Larijani, who studied the philosophy of Western culture and was the director of Iranian radio and television, is well aware of the importance of Saudi Arabia and its ability to promote relations between Tehran and Washington. Some see his absence from Ahmadinejad's visit to Saudi Arabia as a sign that he wants to distance himself from the extremist faction.

Larijani thus has something to use to back himself up if he intends to convince the Iranian government to promote dialogue with the U.S. In recent weeks the U.S. seems to be adopting a policy of "constructive vagueness." For example, Washington has for quite a while been refraining from publicly presenting evidence pointing to the advancement of the nuclear industry in Iran, and is making do with the statements made by the International Atomic Energy Agency or even with Ahmadinejad's admissions.

Even when it comes to Iranian involvement in Iraq, the U.S. is dancing a cautious minuet. On the one hand it is accusing Iran of involvement in terror in Iraq; on the other hand American spokespersons, including Secretary of Defense Robert Gates, are defining as "vague" or "doubtful" the information regarding sophisticated Iranian weapons that are serving the terrorists in Iraq.

Under ordinary circumstances, these American nuances would be insufficient, particularly when at the same time the administration continues, meanwhile without success, to push for the second resolution regarding sanctions against Iran. But the Baghdad conference is liable to offer the real prize to Iran: legitimate admission into the political space of Iraq.

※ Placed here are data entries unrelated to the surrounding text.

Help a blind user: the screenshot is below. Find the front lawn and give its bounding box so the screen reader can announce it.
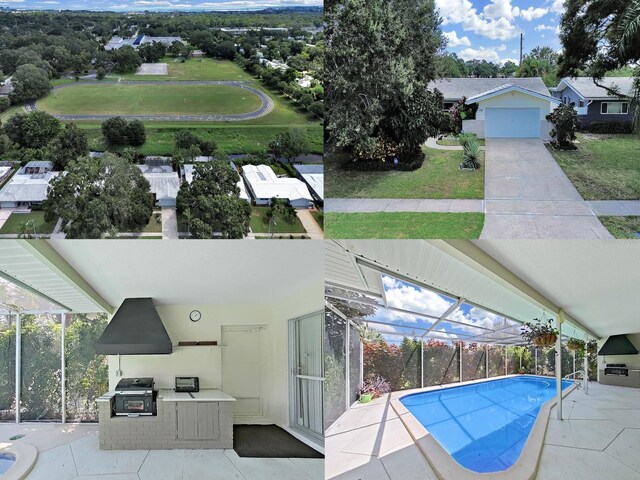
[547,133,640,200]
[250,207,306,234]
[0,211,57,235]
[598,216,640,239]
[436,137,486,147]
[143,212,163,233]
[310,210,323,230]
[324,212,485,239]
[325,147,484,199]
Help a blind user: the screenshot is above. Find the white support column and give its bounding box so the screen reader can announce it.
[520,349,523,370]
[15,313,20,424]
[61,313,66,424]
[535,347,538,374]
[421,338,424,389]
[459,342,463,382]
[504,345,508,375]
[486,345,489,378]
[556,312,563,421]
[583,337,589,395]
[345,320,350,410]
[572,350,576,378]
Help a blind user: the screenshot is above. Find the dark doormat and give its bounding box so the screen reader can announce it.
[233,425,324,458]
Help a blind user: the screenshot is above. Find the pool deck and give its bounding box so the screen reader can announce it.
[326,381,640,480]
[0,423,323,480]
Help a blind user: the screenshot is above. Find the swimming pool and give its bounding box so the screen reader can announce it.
[0,453,15,475]
[400,376,573,473]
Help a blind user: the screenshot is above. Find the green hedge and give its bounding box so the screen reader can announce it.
[586,121,633,134]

Iran has a good relationship with the Kurdish president of Iraq, Jalal Talabani, and with the large political party called the Supreme Council for Islamic Revolution in Iraq. In effect, Iran also has a strong relationship with the Al-Dawa party, the party of Prime Minister Nouri Al-Maliki, although Al-Maliki recently accused Iran of encouraging and event participating in terror activities in Iraq. He warned that "Iraq will not allow the U.S. and Iran to conduct their wars on our land." This may be a statement that makes one snicker - since Al-Maliki is incapable even of ordering his government ministries to stop using their private militias - but it does testify to the relationship between him and Iran.

Unresolved debate

It is hard to understand what use this conference will be to Iraq, when the internal political debate there is far from resolution. This is not only a matter of the dispute between the Sunnis and Shi'ites - who apparently can be brought to an agreement - but rather of those same organizations and street gangs that are not entirely under the control of the political movements, and mainly, of the threat of Sunni Jihad organizations that are extending their control in Iraq and will do everything possible to prevent a Shi'ite government from running the country.

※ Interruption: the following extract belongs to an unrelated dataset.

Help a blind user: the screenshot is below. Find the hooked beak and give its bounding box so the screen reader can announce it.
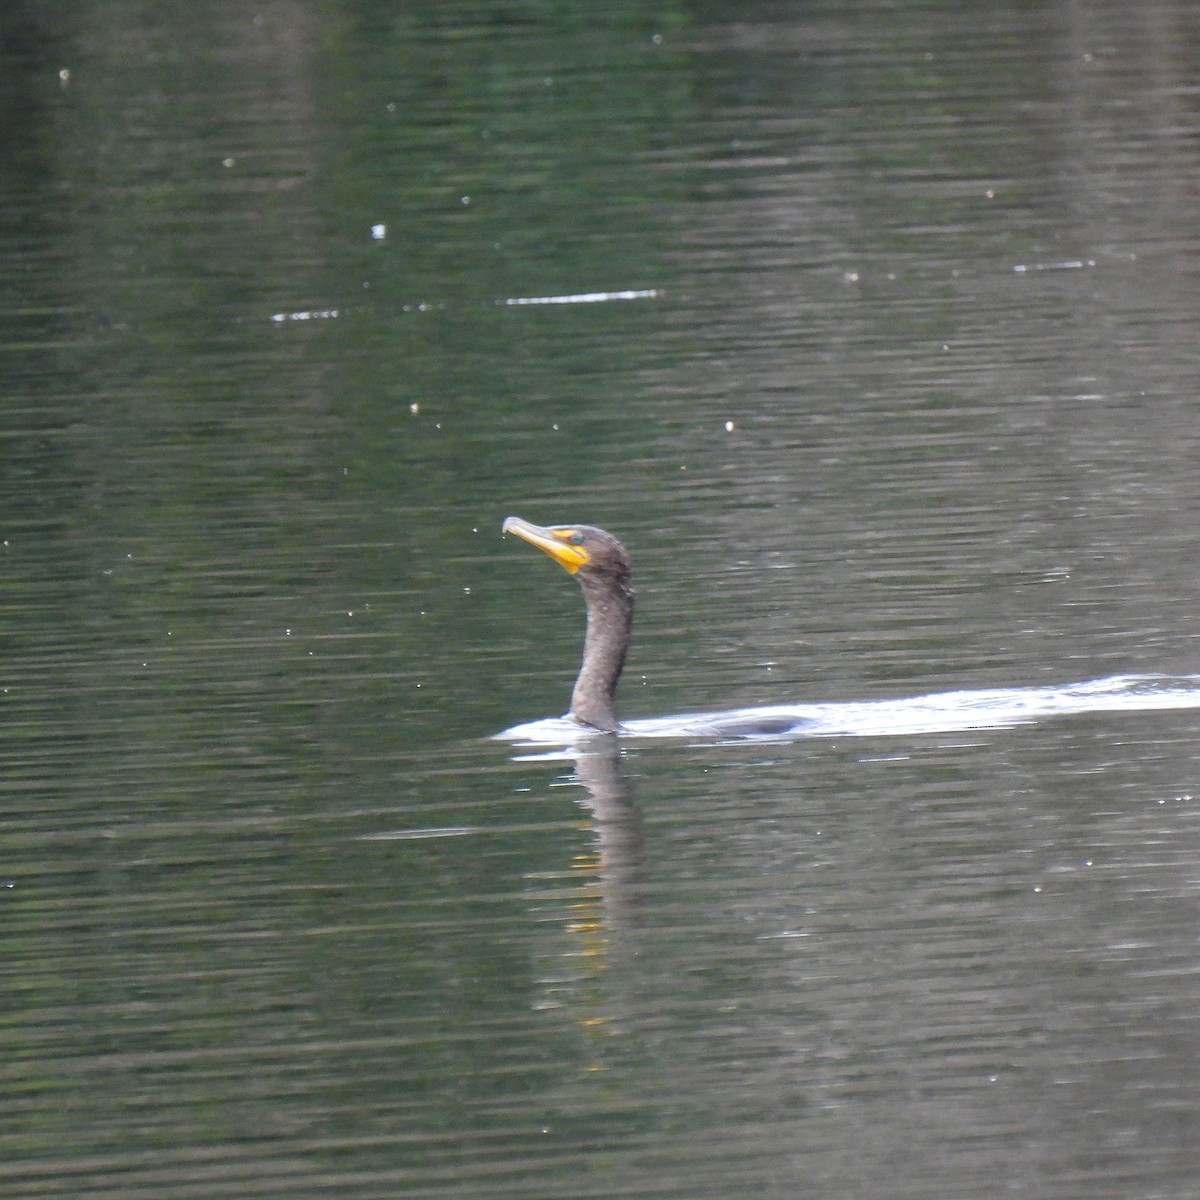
[502,516,589,574]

And thus, after elections were held in Iraq, a constitution was passed and the "democratic process" was completed, the country's democracy lacks the ability to impose its will. In this situation, even if Iran, Saudi Arabia, Syria and the U.S. were to reach full agreement regarding Iraq, it is hard to see what political and military plan of action this agreement can produce.

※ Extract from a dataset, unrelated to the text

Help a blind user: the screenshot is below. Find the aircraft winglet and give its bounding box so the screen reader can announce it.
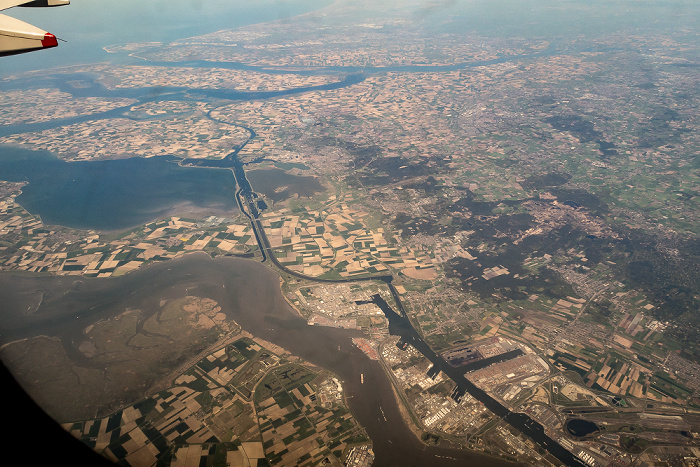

Nor is there any convincing reason why this conference should be more successful, from Iraq's point of view, than the one that took place in Cairo in 2004. The hope is that even if Iraq does not find a cure for its ills at the conference, maybe at least something will be accomplished concerning the relations between Iran and Washington. In any case, it will be interesting to see whether Condoleezza Rice agrees to shake the hand of her Iranian colleague so that this handshake, too, will also enter the archive of relations between the two countries.